The Heart and Soul of Springfield is the Maison Derrière

So apparently The Playboy Club is cancelled. And also apparently it was subversive, if by subversive one means "taking timid steps towards reflecting contemporary social reality." Of course, Mad Men (from whose notes The Playboy Club wholeheartedly cribbed) did it first; but chickened out (after nearly 3 seasons; plus, it hasn't yet returned from its hiatus so maybe it doesn't count as a TV show any more). On the other hand, Mad Men doesn't suck, which was The Playboy Club's problem from the beginning. And I do mean beginning: I only lasted 15 minutes into the first episode before abandoning the show as an uninspired drama hoping its sex appeal would conceal that fact.
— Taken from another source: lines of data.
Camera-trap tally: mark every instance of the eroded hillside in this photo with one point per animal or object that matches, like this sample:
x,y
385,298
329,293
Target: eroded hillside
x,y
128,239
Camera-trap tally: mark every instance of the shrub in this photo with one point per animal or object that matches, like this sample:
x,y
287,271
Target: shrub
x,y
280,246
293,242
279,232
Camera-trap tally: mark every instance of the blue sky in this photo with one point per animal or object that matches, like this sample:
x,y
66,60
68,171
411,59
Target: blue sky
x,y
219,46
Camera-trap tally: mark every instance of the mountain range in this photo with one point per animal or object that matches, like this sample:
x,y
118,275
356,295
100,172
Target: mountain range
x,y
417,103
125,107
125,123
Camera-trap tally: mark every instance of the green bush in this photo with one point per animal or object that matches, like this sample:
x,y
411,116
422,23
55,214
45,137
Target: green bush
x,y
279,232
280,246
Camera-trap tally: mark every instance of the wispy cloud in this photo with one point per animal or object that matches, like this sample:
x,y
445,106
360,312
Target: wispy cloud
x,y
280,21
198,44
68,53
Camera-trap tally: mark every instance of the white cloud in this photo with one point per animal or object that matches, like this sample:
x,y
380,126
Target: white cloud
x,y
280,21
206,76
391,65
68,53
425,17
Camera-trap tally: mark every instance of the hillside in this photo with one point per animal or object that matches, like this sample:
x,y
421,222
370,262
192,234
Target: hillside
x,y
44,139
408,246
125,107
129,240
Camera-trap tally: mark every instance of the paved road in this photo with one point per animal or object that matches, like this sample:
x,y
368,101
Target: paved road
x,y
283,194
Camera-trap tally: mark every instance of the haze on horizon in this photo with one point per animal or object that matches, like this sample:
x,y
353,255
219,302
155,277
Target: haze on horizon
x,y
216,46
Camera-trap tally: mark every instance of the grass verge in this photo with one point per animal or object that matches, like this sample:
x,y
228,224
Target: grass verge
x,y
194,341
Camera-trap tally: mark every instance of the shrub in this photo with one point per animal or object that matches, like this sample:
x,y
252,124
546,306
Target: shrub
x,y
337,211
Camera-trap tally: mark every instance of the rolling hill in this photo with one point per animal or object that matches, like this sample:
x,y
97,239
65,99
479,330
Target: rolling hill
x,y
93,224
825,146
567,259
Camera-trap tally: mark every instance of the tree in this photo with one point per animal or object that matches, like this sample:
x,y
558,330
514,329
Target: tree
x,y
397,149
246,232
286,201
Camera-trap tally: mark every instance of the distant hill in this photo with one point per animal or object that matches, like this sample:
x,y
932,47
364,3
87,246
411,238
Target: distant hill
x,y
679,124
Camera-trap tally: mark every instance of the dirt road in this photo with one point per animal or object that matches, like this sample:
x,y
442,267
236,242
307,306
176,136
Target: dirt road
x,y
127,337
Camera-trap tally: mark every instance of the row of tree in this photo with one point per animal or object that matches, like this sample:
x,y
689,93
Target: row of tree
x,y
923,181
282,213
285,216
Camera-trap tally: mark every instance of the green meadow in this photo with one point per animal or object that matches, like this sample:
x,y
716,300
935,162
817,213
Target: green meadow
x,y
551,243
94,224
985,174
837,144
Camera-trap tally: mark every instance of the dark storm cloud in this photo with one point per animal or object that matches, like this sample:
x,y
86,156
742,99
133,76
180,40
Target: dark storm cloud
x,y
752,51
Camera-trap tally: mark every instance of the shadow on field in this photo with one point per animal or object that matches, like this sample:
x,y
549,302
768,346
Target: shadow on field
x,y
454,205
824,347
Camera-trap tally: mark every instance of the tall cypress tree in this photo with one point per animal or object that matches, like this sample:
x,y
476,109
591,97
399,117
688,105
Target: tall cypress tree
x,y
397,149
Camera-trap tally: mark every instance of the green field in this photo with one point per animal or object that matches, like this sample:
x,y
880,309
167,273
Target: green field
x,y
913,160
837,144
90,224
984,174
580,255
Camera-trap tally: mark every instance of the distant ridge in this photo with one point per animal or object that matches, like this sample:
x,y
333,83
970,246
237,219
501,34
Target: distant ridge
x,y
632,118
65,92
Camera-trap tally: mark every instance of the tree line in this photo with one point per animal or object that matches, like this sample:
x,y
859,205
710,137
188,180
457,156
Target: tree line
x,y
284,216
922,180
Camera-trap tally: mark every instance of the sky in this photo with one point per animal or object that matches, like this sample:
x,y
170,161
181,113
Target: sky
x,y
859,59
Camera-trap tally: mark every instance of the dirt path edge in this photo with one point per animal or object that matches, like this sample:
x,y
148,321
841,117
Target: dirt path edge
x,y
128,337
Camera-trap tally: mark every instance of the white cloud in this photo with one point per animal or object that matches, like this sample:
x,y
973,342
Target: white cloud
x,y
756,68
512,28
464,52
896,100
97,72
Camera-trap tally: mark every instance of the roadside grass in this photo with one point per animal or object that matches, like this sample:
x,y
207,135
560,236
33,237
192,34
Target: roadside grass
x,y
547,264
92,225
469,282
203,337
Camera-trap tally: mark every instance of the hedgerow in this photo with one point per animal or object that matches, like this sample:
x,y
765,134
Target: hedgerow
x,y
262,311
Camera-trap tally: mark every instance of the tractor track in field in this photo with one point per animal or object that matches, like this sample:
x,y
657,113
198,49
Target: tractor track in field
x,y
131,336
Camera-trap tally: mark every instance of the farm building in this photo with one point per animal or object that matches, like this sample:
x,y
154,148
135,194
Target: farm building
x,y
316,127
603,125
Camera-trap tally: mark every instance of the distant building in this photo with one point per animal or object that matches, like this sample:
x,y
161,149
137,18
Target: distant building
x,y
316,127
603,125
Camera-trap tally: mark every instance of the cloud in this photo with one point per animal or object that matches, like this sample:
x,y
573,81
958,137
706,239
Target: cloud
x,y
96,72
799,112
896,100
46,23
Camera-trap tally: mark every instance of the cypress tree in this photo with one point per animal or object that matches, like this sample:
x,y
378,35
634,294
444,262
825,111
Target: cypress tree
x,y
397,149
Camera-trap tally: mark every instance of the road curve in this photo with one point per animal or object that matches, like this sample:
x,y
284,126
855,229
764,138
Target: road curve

The thing is, The Playboy Club was doomed by trying to ride phantom coattails. Mad Men's coat isn't made of sex appeal. I dislike pretty much all of the characters on M. M., and I can't say I'm all that interested in the advertising industry. But the show is ethnographically captivating (in the same way that 1993's The Age of Innocence is, although for different reasons). I can't find the ref but I read somewhere that M. M. is uncommonly popular among higher-income viewers. The appeal of M. M. is not that of the average television drama. T. P. C.'s first episode was about a murder, which seems to be standard prime-time–drama fare: its main differences from other p.-t.–d.'s are being set in the 1960s and having its women (pardon me: "girls") spend most of their screen time in their 1960s underwear. It was plotted and costumed for the typical p.-t.–d. viewership but the marketing tried to exploit M. M.'s sophistication, suggesting it was a show for M. M.'s audience. Which it wasn't; it was M. M. for the Six-Packs. But the Six-Packs don't watch M. M., so that wasn't a draw (OK, OK, I'll be nuanced: some were disgusted by the association with the porn industry, some thought it would be too snooty, and some watched anyway because boobies); and even before it aired it was clear T. P. C. was going to be tawdry, which turned off the M. M. viewership. Plus it, you know, sucked. So those of the M. M. viewership who took a test drive didn't purchase.
The cancellation of T. P. C. might have something to do with wingnut-dominated cultural discourse, but I'm inclined to think it had more to do with the success (particularly the lack thereof) of the show (which may have had something to do with wingnut-dominated cultural discourse but I suspect had more to do with not being something anybody wanted to watch). Networks might be a little more sensitive to the explicit demands of the right than to the hopes of the left, but the dollar drowns us all out. It was an orphan bastard.